Not naming any names, but there are some members who appear to be posting here primarily to perpetuate arguments and attacks on certain other members that began on another site.

As a reminder, when you joined this site, you agreed to the rules and guidelines below, and personal attacks are not tolerated. We (the Moderators) have been relatively lenient up until this point because we do want free exchange of ideas and try very hard to not be heavy-handed.
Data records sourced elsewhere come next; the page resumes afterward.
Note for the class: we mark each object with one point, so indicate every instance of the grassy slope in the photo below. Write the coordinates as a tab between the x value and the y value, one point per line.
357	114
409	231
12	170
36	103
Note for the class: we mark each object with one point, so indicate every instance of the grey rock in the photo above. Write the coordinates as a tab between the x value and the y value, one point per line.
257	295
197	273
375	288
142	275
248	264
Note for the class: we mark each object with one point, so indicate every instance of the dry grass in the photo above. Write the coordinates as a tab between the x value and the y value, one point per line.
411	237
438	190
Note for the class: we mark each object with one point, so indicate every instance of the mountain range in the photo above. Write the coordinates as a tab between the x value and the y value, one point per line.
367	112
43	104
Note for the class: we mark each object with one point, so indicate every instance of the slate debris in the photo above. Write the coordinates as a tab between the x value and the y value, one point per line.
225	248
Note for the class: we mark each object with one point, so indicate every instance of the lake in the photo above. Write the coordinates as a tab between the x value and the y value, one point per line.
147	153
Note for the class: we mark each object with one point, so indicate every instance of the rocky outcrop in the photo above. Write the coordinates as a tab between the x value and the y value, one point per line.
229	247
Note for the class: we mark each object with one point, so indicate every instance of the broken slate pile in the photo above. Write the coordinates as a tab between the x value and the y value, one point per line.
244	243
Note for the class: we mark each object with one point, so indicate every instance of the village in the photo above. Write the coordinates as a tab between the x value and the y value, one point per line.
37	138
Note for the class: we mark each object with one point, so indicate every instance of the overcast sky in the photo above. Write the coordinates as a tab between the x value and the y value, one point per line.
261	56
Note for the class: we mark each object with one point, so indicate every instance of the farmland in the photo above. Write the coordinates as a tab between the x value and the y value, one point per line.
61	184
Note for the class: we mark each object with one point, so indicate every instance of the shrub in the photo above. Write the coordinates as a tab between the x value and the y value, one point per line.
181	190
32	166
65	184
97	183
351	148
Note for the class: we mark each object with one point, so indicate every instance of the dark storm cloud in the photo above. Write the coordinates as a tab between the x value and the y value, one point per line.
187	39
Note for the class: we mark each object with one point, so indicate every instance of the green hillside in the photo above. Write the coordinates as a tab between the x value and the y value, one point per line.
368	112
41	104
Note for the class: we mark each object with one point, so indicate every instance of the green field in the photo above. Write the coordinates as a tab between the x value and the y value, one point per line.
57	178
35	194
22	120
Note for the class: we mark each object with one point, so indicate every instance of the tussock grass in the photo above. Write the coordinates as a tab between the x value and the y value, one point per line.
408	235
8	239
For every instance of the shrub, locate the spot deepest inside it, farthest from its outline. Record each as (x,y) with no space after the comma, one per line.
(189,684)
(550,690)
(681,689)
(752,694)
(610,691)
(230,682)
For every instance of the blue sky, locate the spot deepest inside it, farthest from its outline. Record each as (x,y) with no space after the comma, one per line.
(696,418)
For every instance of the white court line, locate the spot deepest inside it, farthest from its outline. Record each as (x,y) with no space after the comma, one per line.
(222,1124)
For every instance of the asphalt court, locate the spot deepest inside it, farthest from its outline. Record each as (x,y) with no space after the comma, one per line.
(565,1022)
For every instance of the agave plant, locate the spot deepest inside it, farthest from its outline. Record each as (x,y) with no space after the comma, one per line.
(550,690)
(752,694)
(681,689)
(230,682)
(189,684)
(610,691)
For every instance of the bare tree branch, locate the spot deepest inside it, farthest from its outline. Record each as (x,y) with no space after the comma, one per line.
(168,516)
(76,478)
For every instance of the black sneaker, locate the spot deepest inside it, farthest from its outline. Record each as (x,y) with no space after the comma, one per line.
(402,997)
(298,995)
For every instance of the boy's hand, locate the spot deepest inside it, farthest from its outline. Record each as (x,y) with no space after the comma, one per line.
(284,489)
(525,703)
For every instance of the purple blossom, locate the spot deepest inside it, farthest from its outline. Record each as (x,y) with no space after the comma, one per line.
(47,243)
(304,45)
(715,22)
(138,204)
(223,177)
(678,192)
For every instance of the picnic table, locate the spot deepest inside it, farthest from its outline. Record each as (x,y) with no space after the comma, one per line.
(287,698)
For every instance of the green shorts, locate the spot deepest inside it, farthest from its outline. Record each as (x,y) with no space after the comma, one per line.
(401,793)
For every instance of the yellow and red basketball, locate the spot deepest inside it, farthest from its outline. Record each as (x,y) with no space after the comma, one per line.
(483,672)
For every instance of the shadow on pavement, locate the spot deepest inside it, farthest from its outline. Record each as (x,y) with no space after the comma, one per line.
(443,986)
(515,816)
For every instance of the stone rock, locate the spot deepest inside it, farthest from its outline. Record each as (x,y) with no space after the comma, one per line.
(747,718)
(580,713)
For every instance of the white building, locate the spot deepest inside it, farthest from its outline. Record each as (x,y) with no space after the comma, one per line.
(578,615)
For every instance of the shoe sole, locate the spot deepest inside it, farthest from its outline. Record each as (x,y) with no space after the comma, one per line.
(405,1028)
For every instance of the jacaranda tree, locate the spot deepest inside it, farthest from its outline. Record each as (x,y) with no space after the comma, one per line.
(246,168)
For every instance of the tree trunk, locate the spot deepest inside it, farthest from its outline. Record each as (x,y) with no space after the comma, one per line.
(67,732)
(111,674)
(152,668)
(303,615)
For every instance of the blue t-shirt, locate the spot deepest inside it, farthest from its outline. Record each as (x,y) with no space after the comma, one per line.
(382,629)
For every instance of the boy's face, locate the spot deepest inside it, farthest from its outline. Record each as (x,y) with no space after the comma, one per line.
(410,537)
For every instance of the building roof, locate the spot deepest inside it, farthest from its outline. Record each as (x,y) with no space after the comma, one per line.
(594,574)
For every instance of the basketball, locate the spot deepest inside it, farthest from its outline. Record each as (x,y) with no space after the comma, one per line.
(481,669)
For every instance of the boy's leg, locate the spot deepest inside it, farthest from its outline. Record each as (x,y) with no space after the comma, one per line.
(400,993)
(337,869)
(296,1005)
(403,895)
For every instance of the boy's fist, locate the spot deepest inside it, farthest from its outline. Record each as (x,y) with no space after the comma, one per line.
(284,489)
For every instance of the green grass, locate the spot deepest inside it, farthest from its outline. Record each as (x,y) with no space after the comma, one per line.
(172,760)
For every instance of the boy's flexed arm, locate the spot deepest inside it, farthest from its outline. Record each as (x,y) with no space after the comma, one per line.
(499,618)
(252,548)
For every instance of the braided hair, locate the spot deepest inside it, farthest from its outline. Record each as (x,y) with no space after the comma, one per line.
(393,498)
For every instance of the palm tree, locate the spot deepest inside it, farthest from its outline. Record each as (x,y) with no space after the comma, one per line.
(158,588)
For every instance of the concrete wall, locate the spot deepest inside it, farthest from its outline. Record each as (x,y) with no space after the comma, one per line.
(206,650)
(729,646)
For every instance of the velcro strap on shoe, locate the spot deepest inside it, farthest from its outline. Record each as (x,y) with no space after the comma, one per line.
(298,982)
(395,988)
However, as the volume of these type of posts seems to be increasing, we will be forced to take stronger action in the future.

What happens on other sites should stay on other sites and not be brought in here.

Thank you.

The EMTLife.com Moderator Team

EDITED TO ADD:
For those of you that think this is an infringement on your Free Speech Rights, I would like to remind you that the 1st Amendment only covers government interference with your rights.  This is a private forum with rules you agreed to abide by when you joined.


----------



## ffemt8978 (Dec 13, 2005)

Given some of the recent postings, I thought it appropriate to bring this topic back up as a reminder to everyone here.

PERSONAL ATTACKS WILL NOT BE TOLERATED IN ANY FORM!


----------



## ffemt8978 (Jan 2, 2007)

I thought I'd bump this thread up as a reminder to everyone here that personal attacks are not tolerated here.

If you insist on expressing your opinion in a manner that violates our Forum Rules, don't be suprised if one of the following happens:

1) You receive a warning.
2) You're placed on Moderator Preview
3) You're Banned from the site temporarily
4) You're Banned permanently

Please remember that it is up to the discretion of the Community Leaders to determine what action to take for a given offense and we are not required to follow the list in order.

If you feel that you didn't deserve the infraction you received, you may register your appeal with the Tribunal of Community Leaders by sending an e-mail/PM to all of the moderators.  We will then review your infraction, the action taken, and any argument that you present to us in your message and make our final ruling.


----------



## ffemt8978 (Apr 1, 2008)

This thread is being bumped to serve as a reminder for all of our members...and this is NOT an April Fool's Day joke.


----------